Robots & crawl control

How to block omgilibot in robots.txt

omgilibot is the crawler historically associated with Omgili and the Webz.io web-data project, which collects public web content for datasets resold to third parties, including AI uses. This page gives the robots.txt rule to disallow the omgilibot token and flags where documentation is limited.

Partially verified

What omgilibot is

omgilibot is a crawler historically associated with Omgili, a forum/discussion search project later linked to the Webz.io web-data business, which collects and resells public web content as structured feeds. Those feeds are used for market intelligence and, increasingly, AI training inputs.

Because the project's branding and ownership have shifted over time, some public documentation is limited. This entry avoids asserting current ownership specifics that cannot be confidently sourced and focuses on the stable robots.txt token.

The rule

To disallow omgilibot site-wide, target its token:

User-agent: omgilibot Disallow: /

Match the lowercase token exactly.
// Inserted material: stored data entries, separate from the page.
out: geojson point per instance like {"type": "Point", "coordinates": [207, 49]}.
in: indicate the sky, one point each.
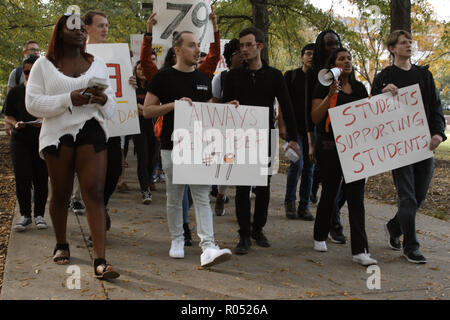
{"type": "Point", "coordinates": [341, 7]}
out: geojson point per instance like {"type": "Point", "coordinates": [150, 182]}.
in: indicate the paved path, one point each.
{"type": "Point", "coordinates": [139, 241]}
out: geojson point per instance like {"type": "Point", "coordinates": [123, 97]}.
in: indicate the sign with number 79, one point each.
{"type": "Point", "coordinates": [181, 15]}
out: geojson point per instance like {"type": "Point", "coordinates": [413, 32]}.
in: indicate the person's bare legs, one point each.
{"type": "Point", "coordinates": [91, 170]}
{"type": "Point", "coordinates": [61, 172]}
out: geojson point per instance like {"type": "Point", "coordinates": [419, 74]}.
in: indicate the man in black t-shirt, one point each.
{"type": "Point", "coordinates": [412, 181]}
{"type": "Point", "coordinates": [183, 82]}
{"type": "Point", "coordinates": [295, 80]}
{"type": "Point", "coordinates": [256, 84]}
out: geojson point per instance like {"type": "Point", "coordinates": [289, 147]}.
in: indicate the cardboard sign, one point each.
{"type": "Point", "coordinates": [117, 58]}
{"type": "Point", "coordinates": [382, 133]}
{"type": "Point", "coordinates": [180, 15]}
{"type": "Point", "coordinates": [219, 144]}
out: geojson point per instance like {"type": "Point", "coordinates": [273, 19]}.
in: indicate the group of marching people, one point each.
{"type": "Point", "coordinates": [57, 131]}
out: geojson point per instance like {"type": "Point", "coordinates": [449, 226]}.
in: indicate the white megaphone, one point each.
{"type": "Point", "coordinates": [327, 76]}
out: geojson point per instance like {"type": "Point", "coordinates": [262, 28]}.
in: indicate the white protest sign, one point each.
{"type": "Point", "coordinates": [117, 59]}
{"type": "Point", "coordinates": [382, 133]}
{"type": "Point", "coordinates": [220, 144]}
{"type": "Point", "coordinates": [180, 15]}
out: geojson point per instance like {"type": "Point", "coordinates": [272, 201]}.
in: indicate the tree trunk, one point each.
{"type": "Point", "coordinates": [261, 21]}
{"type": "Point", "coordinates": [401, 15]}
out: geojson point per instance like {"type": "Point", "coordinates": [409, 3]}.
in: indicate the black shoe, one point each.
{"type": "Point", "coordinates": [187, 235]}
{"type": "Point", "coordinates": [394, 242]}
{"type": "Point", "coordinates": [261, 239]}
{"type": "Point", "coordinates": [289, 208]}
{"type": "Point", "coordinates": [305, 214]}
{"type": "Point", "coordinates": [415, 257]}
{"type": "Point", "coordinates": [337, 235]}
{"type": "Point", "coordinates": [108, 220]}
{"type": "Point", "coordinates": [243, 245]}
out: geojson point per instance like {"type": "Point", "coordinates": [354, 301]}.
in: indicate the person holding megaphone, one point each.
{"type": "Point", "coordinates": [343, 88]}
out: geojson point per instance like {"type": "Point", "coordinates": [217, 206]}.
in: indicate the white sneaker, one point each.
{"type": "Point", "coordinates": [214, 255]}
{"type": "Point", "coordinates": [320, 246]}
{"type": "Point", "coordinates": [177, 249]}
{"type": "Point", "coordinates": [40, 223]}
{"type": "Point", "coordinates": [364, 259]}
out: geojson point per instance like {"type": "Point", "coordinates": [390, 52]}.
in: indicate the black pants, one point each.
{"type": "Point", "coordinates": [114, 169]}
{"type": "Point", "coordinates": [145, 145]}
{"type": "Point", "coordinates": [29, 169]}
{"type": "Point", "coordinates": [331, 177]}
{"type": "Point", "coordinates": [243, 208]}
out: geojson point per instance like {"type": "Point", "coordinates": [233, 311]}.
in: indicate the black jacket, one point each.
{"type": "Point", "coordinates": [430, 96]}
{"type": "Point", "coordinates": [260, 88]}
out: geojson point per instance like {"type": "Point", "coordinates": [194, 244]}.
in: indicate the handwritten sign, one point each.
{"type": "Point", "coordinates": [181, 15]}
{"type": "Point", "coordinates": [382, 133]}
{"type": "Point", "coordinates": [117, 58]}
{"type": "Point", "coordinates": [220, 144]}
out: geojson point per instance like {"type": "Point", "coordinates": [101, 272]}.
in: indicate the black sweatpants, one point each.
{"type": "Point", "coordinates": [243, 208]}
{"type": "Point", "coordinates": [331, 176]}
{"type": "Point", "coordinates": [29, 170]}
{"type": "Point", "coordinates": [114, 169]}
{"type": "Point", "coordinates": [146, 147]}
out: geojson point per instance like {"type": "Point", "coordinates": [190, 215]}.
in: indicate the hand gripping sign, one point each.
{"type": "Point", "coordinates": [180, 15]}
{"type": "Point", "coordinates": [381, 133]}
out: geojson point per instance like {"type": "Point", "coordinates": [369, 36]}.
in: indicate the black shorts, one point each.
{"type": "Point", "coordinates": [91, 133]}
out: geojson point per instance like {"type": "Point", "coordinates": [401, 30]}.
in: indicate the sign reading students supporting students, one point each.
{"type": "Point", "coordinates": [180, 15]}
{"type": "Point", "coordinates": [219, 144]}
{"type": "Point", "coordinates": [381, 133]}
{"type": "Point", "coordinates": [117, 58]}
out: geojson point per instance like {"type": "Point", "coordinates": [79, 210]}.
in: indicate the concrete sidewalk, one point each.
{"type": "Point", "coordinates": [139, 241]}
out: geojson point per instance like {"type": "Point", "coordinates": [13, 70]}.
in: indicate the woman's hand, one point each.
{"type": "Point", "coordinates": [334, 88]}
{"type": "Point", "coordinates": [392, 88]}
{"type": "Point", "coordinates": [19, 125]}
{"type": "Point", "coordinates": [151, 22]}
{"type": "Point", "coordinates": [78, 99]}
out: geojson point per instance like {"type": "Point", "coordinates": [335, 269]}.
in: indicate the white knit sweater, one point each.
{"type": "Point", "coordinates": [48, 97]}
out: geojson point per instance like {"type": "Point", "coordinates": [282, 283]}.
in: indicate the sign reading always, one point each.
{"type": "Point", "coordinates": [220, 144]}
{"type": "Point", "coordinates": [117, 59]}
{"type": "Point", "coordinates": [180, 15]}
{"type": "Point", "coordinates": [381, 133]}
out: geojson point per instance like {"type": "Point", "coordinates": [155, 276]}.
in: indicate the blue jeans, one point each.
{"type": "Point", "coordinates": [305, 167]}
{"type": "Point", "coordinates": [412, 184]}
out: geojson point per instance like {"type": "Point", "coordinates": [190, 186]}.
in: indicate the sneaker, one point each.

Because related data products have used different crawler tokens over time, confirm in your logs which token is actually requesting your pages before assuming this rule covers all of it. robots.txt is a request, not enforcement.

Token: omgilibot
Lineage: Omgili / Webz.io web-data collection
Related products have used other tokens — verify in logs

How it appears in analytics and logs

A request carrying the omgilibot token is a data-collection crawler in the Omgili/Webz.io lineage fetching a URL. It is a bot event tied to dataset building, not a human visit.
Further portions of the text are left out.